A good friend of ours works for Foreign Affairs in Fiji and had a wonderful time at Christmas being berated and abused by Australians on package tours who, on arriving at Nadi, discovered the country was under water. DFAT met many of these people at the airport and arranged for dozens of them to be put up for free at five-star hotels. Many of them were grateful, but many were not and vilified our friend, who was working around the clock with young kids of her own at home in a country where she’d only just arrived.
The complaints ran to the lack of activities at the hotel, the inability to access the beaches, the sheer horror of having to eat anything other than room-service club sandwiches. Underpinning it all was a sense of disbelief at Canberra’s failure to realise that torrential rain was about to hail down on Fiji and to stop it from falling.
It’s a bit queer how so many people can rail against government and its failure to do anything, then turn around and demand that it magically step in to prevent acts of God or to save people from foreseeable acts of war that were themselves the subject of overt and repeated warnings.
Earlier this year, when shark fever was gripping Sydney in the wake of three attacks, I wrote a column for The Tele teasing out the absurdity of the demands for government action on sharks.
Remember here that the demands were being levelled against a Government in NSW that would be flat out delivering a pizza, let alone a viable train service or paying its hospital bills.
It was decreed - again, by the non-sensible minority, cheered on by brain-dead public statements from an opportunistic Opposition - that it was about time Premier Nathan Rees got tough on sharks and tough on the causes of sharks.
In an exhaustive bit of research I discovered that sharks were killing people at the rate of one a year yet the vastly more sinister bee was knocking them off almost twice as effectively, claiming 1.8 lives a year, and asked how many more innocent people had to die before the Rees Government finally got tough on the bee question?

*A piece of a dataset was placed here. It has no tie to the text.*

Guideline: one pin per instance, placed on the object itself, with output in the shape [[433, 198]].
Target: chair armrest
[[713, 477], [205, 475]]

The response to the column was particularly heartening because it showed there is an enormous and eminently sensible group of Australians out there - most of whom never ring talkback or write mad emails to websites - who think government should look after schools, transport and hospitals, and pretty much leave it at that.
This too was demonstrated by Downer’s piece. Just as good as the column itself was the readers’ reaction to it; people who openly admitted they couldn’t stand the bloke saying they had never agreed more with something they read in a newspaper.